In this paper, we
propose a new mathematical optimization
approach
to make decisions on the optimal design of the complex logistic system
required to produce biogas from waste. We provide a novel and flexible
decision-aid tool that allows decision makers to optimally determine
the locations of different types of plants (pretreatment, anaerobic
digestion, and biomethane liquefaction plants) and pipelines involved
in the logistic process, according to a given budget, as well as the
most efficient distribution of the products (from waste to biomethane)
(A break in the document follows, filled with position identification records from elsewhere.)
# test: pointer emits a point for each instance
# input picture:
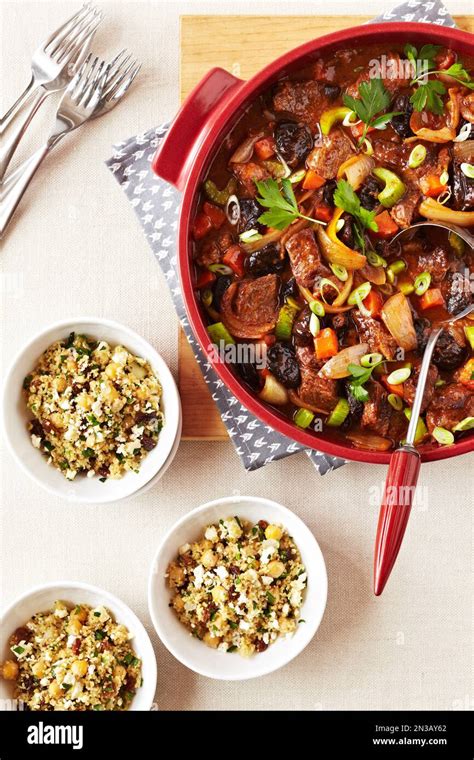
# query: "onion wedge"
(336, 252)
(398, 319)
(431, 209)
(336, 368)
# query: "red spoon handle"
(397, 499)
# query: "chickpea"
(111, 370)
(10, 670)
(276, 568)
(79, 668)
(273, 531)
(55, 690)
(219, 594)
(59, 383)
(176, 575)
(38, 669)
(209, 559)
(211, 641)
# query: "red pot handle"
(178, 150)
(399, 491)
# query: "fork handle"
(15, 126)
(15, 185)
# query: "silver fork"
(52, 67)
(111, 84)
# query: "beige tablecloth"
(74, 249)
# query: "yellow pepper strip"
(332, 116)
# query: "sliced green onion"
(395, 401)
(284, 325)
(220, 269)
(325, 282)
(249, 236)
(339, 413)
(456, 243)
(469, 333)
(368, 149)
(371, 360)
(293, 303)
(376, 260)
(218, 332)
(317, 308)
(297, 176)
(468, 170)
(444, 177)
(422, 283)
(466, 424)
(206, 297)
(443, 436)
(417, 156)
(314, 325)
(303, 418)
(406, 288)
(398, 376)
(421, 429)
(340, 272)
(397, 266)
(359, 293)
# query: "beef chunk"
(305, 101)
(250, 210)
(304, 257)
(409, 386)
(375, 333)
(293, 141)
(451, 404)
(456, 289)
(435, 262)
(404, 211)
(213, 250)
(282, 362)
(248, 174)
(326, 159)
(265, 261)
(319, 393)
(377, 410)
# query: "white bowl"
(16, 415)
(194, 653)
(41, 599)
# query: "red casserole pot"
(183, 159)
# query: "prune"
(282, 363)
(250, 210)
(248, 373)
(293, 141)
(331, 91)
(265, 261)
(220, 286)
(289, 289)
(401, 123)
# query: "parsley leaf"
(346, 198)
(373, 99)
(281, 204)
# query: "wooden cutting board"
(242, 45)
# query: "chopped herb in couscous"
(96, 408)
(240, 586)
(73, 658)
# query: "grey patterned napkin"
(157, 206)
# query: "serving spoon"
(402, 476)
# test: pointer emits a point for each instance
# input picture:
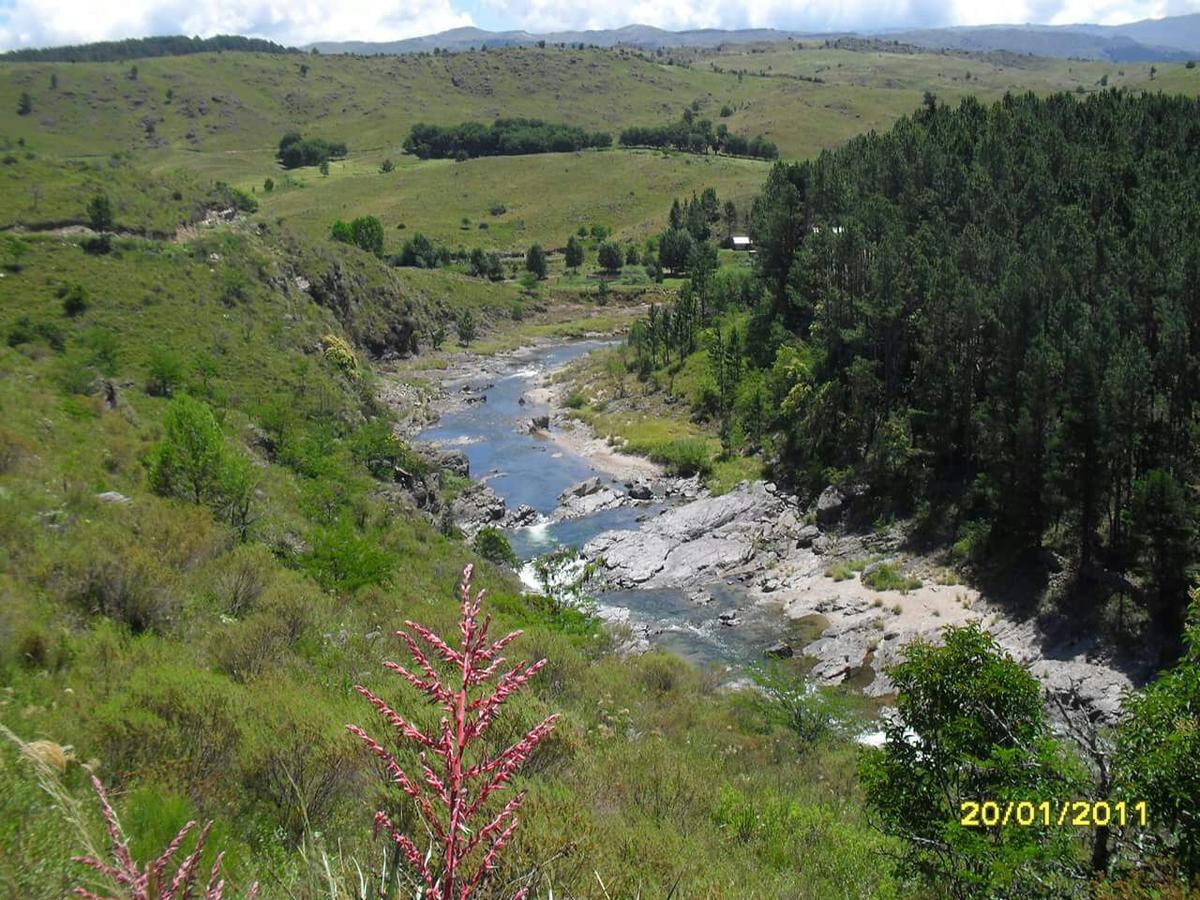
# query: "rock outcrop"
(690, 544)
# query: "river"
(529, 468)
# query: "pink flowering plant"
(456, 790)
(155, 881)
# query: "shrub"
(493, 546)
(149, 882)
(75, 300)
(339, 352)
(451, 798)
(789, 700)
(1158, 747)
(376, 448)
(466, 328)
(297, 150)
(343, 558)
(564, 577)
(100, 214)
(685, 456)
(126, 585)
(103, 351)
(365, 233)
(189, 460)
(421, 253)
(886, 576)
(165, 372)
(971, 726)
(174, 721)
(243, 577)
(535, 261)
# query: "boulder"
(522, 515)
(456, 461)
(640, 491)
(582, 489)
(829, 505)
(805, 535)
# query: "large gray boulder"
(456, 461)
(829, 505)
(805, 535)
(640, 491)
(581, 489)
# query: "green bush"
(172, 721)
(376, 448)
(467, 329)
(365, 233)
(492, 545)
(165, 372)
(189, 460)
(125, 583)
(787, 699)
(685, 456)
(346, 559)
(75, 300)
(886, 576)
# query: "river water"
(531, 469)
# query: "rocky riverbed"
(726, 565)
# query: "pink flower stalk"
(453, 791)
(153, 882)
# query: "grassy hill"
(201, 659)
(204, 670)
(219, 117)
(244, 102)
(541, 198)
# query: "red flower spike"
(453, 791)
(149, 882)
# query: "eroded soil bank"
(720, 580)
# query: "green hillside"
(209, 527)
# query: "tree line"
(697, 136)
(504, 137)
(297, 150)
(1001, 306)
(144, 48)
(990, 317)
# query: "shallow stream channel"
(718, 625)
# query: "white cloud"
(819, 15)
(41, 23)
(24, 23)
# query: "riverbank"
(753, 570)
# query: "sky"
(41, 23)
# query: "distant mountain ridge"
(1176, 37)
(1173, 39)
(645, 36)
along the supply chain. The method is based on a mathematical optimization
model that we further analyze and that, after reducing the number
of variables and constraints without affecting the solutions, is able
to solve real-size instances in reasonable CPU times. The proposed
methodology is designed to be versatile and adaptable to different
situations that arise in the transformation of waste to biogas. The
results of our computational experiments, both in synthetic and in
a case study instance, prove the validity of our proposal in practical
applications. Synthetic instances with up to 200 farms and potential
locations for pretreatment plants and 100 potential locations for
anaerobic digestion and biomethane liquefaction plants were solved,
exactly, within <20 min, whereas the larger instances with 500
farms were solved within <2 h. The CPU times required to solve
the real-world instance range from 2 min to 6 h, being highly affected
by the given budget to install the plants and the percent of biomethane
that is required to be injected in the existing gas network.